Cardiology Flashcards
what is angina pectoris?
chest pain arising from the heart as a result of myocardial ischaemia
name 3 types of angina
classic/stable, unstable/crescendo, Prinzmetal’s.
decibitus, nocturnal.
what are the differences between stable and unstable angina
stable angina is induced by effort + relieved by rest.

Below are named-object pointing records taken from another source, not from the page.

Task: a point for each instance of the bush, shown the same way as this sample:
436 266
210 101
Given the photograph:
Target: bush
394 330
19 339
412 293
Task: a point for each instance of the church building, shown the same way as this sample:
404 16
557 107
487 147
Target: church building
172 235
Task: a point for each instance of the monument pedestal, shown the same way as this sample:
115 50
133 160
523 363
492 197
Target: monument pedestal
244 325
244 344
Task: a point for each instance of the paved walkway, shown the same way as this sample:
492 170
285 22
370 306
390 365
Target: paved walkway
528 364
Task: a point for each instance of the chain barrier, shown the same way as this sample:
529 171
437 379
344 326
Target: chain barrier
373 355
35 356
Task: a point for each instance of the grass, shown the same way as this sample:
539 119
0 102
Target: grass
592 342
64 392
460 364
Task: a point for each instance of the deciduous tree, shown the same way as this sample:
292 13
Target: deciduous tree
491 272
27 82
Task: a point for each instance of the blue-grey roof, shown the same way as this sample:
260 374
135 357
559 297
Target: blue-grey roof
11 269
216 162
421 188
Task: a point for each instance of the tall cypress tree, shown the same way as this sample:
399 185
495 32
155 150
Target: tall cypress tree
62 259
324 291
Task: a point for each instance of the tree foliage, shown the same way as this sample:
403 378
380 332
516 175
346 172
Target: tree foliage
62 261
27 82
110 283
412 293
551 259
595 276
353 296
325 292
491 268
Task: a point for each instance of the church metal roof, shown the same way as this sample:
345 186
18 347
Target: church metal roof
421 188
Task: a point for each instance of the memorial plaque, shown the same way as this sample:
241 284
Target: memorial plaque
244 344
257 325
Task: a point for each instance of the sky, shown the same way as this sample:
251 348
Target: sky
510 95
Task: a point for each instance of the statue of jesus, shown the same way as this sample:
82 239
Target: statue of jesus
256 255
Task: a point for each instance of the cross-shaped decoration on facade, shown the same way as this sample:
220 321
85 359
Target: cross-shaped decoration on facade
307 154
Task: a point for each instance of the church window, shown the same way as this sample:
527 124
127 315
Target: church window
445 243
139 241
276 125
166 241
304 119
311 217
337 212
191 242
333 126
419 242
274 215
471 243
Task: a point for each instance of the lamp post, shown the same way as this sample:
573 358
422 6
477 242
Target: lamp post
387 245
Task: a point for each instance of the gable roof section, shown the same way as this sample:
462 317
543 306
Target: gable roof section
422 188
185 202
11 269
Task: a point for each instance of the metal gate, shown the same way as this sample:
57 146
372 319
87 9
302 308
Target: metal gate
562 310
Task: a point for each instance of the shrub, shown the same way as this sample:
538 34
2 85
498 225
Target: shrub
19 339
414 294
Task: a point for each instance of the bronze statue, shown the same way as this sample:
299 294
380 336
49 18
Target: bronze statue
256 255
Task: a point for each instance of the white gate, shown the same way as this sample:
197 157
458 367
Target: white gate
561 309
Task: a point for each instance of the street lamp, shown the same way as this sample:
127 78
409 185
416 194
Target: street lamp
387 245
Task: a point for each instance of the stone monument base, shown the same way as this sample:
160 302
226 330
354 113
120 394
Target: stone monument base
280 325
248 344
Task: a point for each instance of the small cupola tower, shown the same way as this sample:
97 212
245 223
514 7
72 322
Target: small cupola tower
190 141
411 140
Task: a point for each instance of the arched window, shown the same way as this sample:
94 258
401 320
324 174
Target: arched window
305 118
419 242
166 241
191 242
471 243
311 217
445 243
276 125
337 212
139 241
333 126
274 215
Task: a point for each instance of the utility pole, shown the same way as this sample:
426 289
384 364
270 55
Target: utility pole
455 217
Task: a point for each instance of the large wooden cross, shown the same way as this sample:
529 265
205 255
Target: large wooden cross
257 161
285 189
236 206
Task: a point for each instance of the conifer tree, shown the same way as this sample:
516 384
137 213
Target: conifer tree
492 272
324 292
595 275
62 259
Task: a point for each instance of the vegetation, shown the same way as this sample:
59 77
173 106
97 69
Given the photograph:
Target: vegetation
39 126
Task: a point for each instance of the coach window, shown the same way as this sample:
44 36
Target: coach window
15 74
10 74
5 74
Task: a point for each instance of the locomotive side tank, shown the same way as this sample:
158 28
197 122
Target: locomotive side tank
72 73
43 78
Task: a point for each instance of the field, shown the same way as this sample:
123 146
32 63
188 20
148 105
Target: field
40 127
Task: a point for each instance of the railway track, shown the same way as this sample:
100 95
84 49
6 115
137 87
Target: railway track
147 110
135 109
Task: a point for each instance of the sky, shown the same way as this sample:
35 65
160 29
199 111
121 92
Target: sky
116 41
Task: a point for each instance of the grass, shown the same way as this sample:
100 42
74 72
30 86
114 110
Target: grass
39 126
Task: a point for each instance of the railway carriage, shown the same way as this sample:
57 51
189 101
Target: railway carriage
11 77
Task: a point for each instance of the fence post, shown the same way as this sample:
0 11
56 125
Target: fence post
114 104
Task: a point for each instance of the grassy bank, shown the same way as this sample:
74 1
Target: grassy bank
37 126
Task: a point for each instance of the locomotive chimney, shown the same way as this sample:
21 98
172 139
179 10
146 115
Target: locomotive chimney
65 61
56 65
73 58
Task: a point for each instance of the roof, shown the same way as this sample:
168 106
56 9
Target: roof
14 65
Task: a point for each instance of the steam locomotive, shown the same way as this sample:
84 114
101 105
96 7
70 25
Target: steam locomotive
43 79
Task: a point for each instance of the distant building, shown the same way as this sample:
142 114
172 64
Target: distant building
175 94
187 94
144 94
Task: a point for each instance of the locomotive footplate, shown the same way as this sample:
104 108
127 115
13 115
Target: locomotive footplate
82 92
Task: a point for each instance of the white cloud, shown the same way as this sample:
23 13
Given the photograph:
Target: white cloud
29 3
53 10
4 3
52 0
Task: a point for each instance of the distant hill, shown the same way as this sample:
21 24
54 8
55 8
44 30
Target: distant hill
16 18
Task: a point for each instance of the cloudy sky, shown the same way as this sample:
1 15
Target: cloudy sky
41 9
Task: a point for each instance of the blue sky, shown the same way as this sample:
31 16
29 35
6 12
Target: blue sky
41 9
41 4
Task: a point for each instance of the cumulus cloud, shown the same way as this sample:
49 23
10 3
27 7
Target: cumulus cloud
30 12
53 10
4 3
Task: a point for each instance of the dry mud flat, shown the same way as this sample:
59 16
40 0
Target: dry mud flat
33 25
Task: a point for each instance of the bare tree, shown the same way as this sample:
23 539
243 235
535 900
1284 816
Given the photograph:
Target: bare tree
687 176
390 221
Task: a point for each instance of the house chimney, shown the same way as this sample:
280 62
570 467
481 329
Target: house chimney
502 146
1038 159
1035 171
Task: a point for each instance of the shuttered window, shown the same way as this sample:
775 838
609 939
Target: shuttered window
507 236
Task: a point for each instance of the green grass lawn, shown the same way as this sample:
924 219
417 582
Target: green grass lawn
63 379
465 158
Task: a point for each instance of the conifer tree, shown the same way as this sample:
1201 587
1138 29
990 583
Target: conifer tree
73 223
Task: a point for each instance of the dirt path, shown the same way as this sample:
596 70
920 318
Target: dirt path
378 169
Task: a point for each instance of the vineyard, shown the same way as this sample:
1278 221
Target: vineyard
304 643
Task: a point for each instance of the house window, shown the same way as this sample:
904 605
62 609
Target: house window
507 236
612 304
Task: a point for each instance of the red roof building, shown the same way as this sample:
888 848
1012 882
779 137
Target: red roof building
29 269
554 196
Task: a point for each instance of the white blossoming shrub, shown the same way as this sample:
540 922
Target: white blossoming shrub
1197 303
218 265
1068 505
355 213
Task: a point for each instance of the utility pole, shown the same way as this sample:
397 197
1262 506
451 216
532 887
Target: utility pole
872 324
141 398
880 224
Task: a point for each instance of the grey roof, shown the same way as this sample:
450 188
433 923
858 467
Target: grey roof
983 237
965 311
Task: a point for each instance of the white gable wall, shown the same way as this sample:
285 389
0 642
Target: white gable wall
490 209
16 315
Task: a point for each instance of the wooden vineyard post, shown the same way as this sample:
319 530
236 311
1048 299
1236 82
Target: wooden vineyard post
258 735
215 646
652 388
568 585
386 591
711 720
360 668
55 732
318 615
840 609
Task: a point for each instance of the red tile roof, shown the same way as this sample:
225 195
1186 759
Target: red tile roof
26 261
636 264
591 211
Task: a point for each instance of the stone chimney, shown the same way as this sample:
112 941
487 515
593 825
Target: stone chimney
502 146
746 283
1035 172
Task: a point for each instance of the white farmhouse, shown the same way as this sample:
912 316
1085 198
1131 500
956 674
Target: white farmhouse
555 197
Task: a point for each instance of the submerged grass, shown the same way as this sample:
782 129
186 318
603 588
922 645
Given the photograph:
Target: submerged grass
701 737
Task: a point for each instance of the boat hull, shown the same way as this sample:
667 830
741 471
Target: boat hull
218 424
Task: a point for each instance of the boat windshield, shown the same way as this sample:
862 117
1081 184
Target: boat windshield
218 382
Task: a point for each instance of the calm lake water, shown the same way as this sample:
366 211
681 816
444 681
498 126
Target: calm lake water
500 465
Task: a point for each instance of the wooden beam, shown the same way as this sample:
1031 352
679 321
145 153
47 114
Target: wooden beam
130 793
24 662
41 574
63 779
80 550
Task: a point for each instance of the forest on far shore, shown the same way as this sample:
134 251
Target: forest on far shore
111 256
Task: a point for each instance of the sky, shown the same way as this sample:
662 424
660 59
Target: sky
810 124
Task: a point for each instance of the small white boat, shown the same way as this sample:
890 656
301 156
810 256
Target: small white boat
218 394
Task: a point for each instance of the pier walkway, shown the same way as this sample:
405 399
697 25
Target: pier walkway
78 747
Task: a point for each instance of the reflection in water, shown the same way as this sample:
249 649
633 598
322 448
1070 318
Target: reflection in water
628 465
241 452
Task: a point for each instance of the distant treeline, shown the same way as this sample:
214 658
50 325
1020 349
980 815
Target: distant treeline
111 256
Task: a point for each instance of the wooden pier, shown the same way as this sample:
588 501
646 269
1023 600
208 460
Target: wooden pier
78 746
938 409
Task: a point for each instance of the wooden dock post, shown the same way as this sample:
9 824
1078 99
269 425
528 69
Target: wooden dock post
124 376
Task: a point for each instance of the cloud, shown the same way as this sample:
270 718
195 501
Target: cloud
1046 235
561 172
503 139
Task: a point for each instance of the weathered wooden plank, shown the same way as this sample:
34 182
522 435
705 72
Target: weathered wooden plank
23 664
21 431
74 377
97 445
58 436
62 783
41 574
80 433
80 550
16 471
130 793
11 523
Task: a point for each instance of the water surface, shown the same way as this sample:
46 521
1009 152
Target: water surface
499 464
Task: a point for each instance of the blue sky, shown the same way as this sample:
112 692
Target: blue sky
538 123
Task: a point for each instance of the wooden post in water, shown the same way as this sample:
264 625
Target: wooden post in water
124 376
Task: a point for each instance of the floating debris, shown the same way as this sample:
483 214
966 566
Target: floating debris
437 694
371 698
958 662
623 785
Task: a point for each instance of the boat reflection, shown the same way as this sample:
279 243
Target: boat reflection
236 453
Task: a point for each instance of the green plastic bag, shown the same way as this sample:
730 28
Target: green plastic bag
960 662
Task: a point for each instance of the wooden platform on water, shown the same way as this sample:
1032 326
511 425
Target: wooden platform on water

unstable angina occurs at rest.
what is Prinzmetal’s (variant) angina?
angina that occurs without provocation, usually at rest - due to coronary artery spasm.
what causes angina?
atheroma of coronary arteries leading to myocardial ischaemia
give 5 risk factors for angina
diabetes, smoking, hyperlipidaema, hypertension, family history, lack of exercise
list the differential diagnoses of central chest pain
angina, ACS, pericarditis, myocarditis, aortic dissection, massive PE, musculoskeletal, GORD
describe the presentation of angina
central, crushing, retrosternal chest pain - comes on with exertion, relieved by rest.
may radiate to arms and neck
list some things that can exacerbate angina
exercise, cold weather, anger, excitement, heavy meals
give some clinical features, apart from pain, of angina
dyspnoea, nausea, sweating, faintess
what investigation would you carry out on a patient with angina? what would you find?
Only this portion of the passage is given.